Had that been the case, I would have rejected it.

You said the DIP as written felt "icky". And only after a chat with Walter did that feeling go away. You're saying you would have accepted a DIP that feels icky? DIPs are supposed to be convincing, not barely tolerable.

memcpy isn't a good example since it's explicitly @system:

https://dlang.org/phobos/core_stdc_string.html#.memcpy

core.stdc.string.memcpy is a specific binding to C's memcpy. Any other declaration of it will be implicitly @safe.

"But why would anyone declare `memcpy` themselves, when they can just import the one from `core`?" I hear you ask. And I answer:

1) Shouldn't matter, if we're talking about a principled safety system. But I realize that the leadership isn't interested in that anymore.

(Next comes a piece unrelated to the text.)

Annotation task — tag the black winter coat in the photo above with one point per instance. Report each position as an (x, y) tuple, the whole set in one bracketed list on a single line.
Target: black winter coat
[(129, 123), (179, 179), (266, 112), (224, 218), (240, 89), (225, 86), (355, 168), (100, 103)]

2) I have quickly typed out C declarations before, because it was more convenient than looking up where it is exactly in the standard library. And we're all about catering to convenience now, aren't we?

Yes. But most of them aren't like memcpy. Most D code calls other D code, not C.

Most D code isn't behind an `extern (C)` prototype. Virtually no one is (strongly) against making D functions @safe by default.

Am I saying nothing bad can happen if we implicitly trust extern(C) declarations? No. I'm saying we'll be no worse off if they're all implicitly @system.

"No worse off" should not be good enough for a DIP.

This compiles with no warnings right *now*:

void main() {
     import core.stdc.stdlib: free;
     free(cast(void*) 42);
     free(new int);
     free(&main);
}

And this doesn't compile right now, but it will with DIP 1028:

----
extern (C) void free(void*);
void main() @safe {
     free(cast(void*) 42);
     free(new int);
     free(&main);
}
----

Yes, yes, I know. That's soo much less common in the real world. But before the great @safe schism that is happening right now, @safe wasn't about catching more bugs than not on average. It was about being "100% mechanically checkable" (Walter's words).

I for one liked it better when it had that aspiration. And I was contributing towards that goal (latest PR was merged just yesterday, coincidentally [1]). I have no interest in a version of @safe that is deliberately fuzzy, where I have to defend safety fixes against convenience arguments.